D. In quale clima la sua squadra si preparò a quella partita?
R. «Iniziammo il ritiro sette giorni prima a Cavalese e faceva molto caldo. Noi, giocando la domenica, andavamo in ritiro generalmente il sabato precedente. Eravamo scesi in campo coscienti di fare il risultato, però, come sappiamo, le finali sono sempre partite strane. La gente e i tifosi ci davano già per vittoriosi, ma alla fine è successo quello che tutti sappiamo, perdemmo ai rigori giocando male. Fu una grande delusione».  

D. Secondo lei, dal punto di vista tattico la Roma meritava di vincere?
R. «Tatticamente avevamo giocato sia tutto il campionato che tutte le partite europee per accedere alla finale sempre allo stesso modo. La squadra si esprimeva in quel senso e non avemmo nessun problema. Giocavamo già a zona e in quel periodo non c’era quasi nessuno che lo faceva. Avevamo anche dei valori interiori assai importanti. Però il calcio è così. Noi, ripeto, giocavamo così. Poi dobbiamo considerare che giocavamo contro una grande squadra, il Liverpool, che era abituata a disputare le finali mentre noi no».   

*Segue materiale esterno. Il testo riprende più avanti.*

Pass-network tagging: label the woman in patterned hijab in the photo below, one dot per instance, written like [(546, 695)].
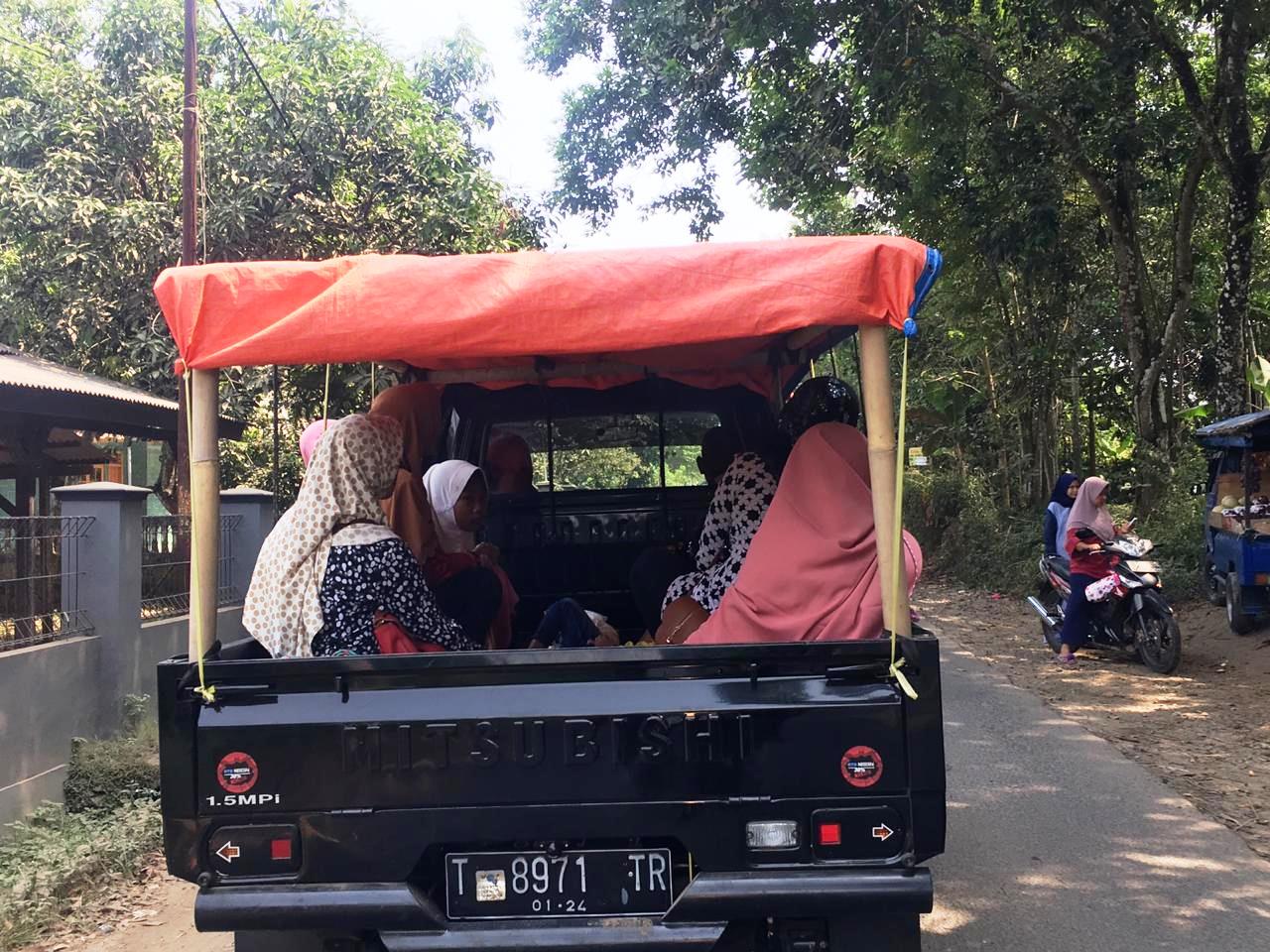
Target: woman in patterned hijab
[(330, 562)]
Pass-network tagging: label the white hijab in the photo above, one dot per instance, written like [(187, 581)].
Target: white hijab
[(444, 484), (352, 468)]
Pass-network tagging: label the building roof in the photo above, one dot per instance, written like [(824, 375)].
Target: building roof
[(67, 399), (1247, 429)]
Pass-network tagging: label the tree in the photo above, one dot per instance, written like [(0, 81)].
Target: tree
[(1223, 117), (367, 155), (1040, 143)]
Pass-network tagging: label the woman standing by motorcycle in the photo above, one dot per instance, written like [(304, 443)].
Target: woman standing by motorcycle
[(1088, 526), (1057, 513)]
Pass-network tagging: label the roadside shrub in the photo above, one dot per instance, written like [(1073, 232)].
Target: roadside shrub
[(1176, 526), (104, 774), (56, 865)]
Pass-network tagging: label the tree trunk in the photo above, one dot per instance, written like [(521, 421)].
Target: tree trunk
[(1078, 449), (1229, 390)]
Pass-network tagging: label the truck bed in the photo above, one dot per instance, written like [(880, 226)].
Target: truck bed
[(363, 774)]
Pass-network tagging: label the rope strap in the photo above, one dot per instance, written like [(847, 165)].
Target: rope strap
[(204, 690), (898, 529)]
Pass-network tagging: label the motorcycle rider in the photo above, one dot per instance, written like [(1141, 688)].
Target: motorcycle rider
[(1088, 526), (1057, 512)]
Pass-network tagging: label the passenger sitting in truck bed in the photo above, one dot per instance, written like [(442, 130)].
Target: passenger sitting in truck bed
[(457, 494), (812, 571), (330, 563), (743, 488), (508, 465), (417, 407), (309, 439)]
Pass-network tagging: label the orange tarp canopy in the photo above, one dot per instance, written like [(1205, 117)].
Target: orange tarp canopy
[(706, 309)]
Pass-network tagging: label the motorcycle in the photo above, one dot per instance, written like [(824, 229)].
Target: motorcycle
[(1133, 615)]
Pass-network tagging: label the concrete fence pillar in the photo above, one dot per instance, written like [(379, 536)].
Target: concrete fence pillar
[(109, 580), (253, 509)]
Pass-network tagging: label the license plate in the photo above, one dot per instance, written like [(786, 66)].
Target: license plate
[(604, 883)]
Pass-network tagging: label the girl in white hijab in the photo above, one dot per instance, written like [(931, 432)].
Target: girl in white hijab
[(1087, 560), (331, 563), (458, 497)]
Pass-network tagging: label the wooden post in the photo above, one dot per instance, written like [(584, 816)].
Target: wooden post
[(880, 419), (189, 223), (206, 516)]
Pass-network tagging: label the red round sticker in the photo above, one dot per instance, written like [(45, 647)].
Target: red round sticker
[(238, 772), (861, 767)]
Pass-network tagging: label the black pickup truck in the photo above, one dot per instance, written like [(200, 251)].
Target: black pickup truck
[(729, 797)]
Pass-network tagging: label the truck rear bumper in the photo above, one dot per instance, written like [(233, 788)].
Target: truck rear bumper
[(409, 921)]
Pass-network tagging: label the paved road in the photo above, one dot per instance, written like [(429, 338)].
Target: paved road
[(1057, 843)]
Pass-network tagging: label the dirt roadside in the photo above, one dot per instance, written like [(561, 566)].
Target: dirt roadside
[(1205, 730)]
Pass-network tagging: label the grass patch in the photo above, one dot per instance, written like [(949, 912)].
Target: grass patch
[(62, 861), (55, 864)]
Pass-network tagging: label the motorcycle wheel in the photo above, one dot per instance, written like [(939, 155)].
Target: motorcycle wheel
[(1053, 603), (1160, 640), (1213, 584), (1239, 622)]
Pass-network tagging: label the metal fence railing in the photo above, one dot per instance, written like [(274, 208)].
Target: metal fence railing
[(40, 575), (166, 565)]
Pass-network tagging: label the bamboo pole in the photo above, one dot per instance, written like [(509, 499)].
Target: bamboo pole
[(880, 419), (206, 512)]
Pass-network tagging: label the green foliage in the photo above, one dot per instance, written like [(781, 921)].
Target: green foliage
[(373, 157), (55, 865), (1176, 526), (965, 534), (62, 860), (108, 774), (1053, 151)]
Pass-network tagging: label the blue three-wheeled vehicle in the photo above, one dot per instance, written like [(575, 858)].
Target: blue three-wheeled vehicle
[(1237, 522)]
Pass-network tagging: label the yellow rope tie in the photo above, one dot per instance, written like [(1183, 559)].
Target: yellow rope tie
[(204, 690), (898, 551), (325, 402)]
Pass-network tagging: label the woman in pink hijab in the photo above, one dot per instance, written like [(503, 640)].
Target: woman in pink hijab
[(309, 439), (812, 571)]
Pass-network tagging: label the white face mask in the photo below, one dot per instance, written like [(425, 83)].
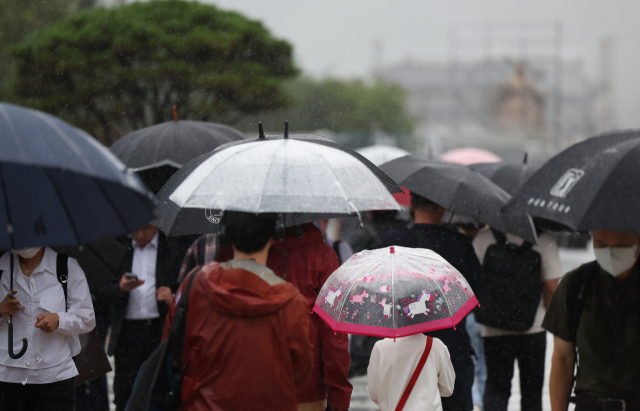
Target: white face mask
[(28, 252), (616, 260)]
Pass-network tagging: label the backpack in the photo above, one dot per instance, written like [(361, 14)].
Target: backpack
[(512, 285), (92, 361), (158, 384)]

D. A suo tempo fu motivo di discussione il rifiuto di Falcao a calciare uno dei rigori decisivi. Trascorsi 40 anni come valuta il comportamento di Falcao?
R. «Devo essere sincero: tantissimi giornalisti e tante redazioni nel corso degli anni mi hanno contattato per questo episodio. Io ero proprio davanti a lui quando disse: “Io non lo calcio”. Capii che aveva male a un dito di un piede. Però a pensarci bene, essendo una finale, io l’avrei calciato. Potevo capire un ragazzo, ma Falcao doveva calciarlo. Poi ne sono state dette tante di cose, qualcuno sosteneva che non era nella lista tra i rigoristi se la partita si fosse conclusa con i calci di rigori. Devo però precisare che il nostro allenatore Liedholm non aveva una lista di chi doveva battere i rigori, anche perchè eravamo sicuri di vincere quella partita. Certo questo atteggiamento di Falcao fu molto strano…».

D. Ritiene che si possono imputare alcuni errori tattico-strategici alla squadra giallorossa?
R. «No assolutamente. Noi siamo scesi in campo per vincere visto che giocavamo anche in casa. Avevamo disputato un grandissimo campionato giungendo secondi ed eravamo giunti alla finale di Coppa dei Campioni. Anche in Europa abbiamo giocato sempre allo stesso modo e avevamo fatto sempre il risultato. Le finali sono partite diverse. Noi patimmo un po’. Maldera era squalificato e non giocò. Pruzzo durante la partita si infortunò e poi si fece male anche Cerezo. Sono episodi che poi alla fine… Non perdemmo, ma andammo ai calci di rigore e i rigori sono un terno al lotto…».       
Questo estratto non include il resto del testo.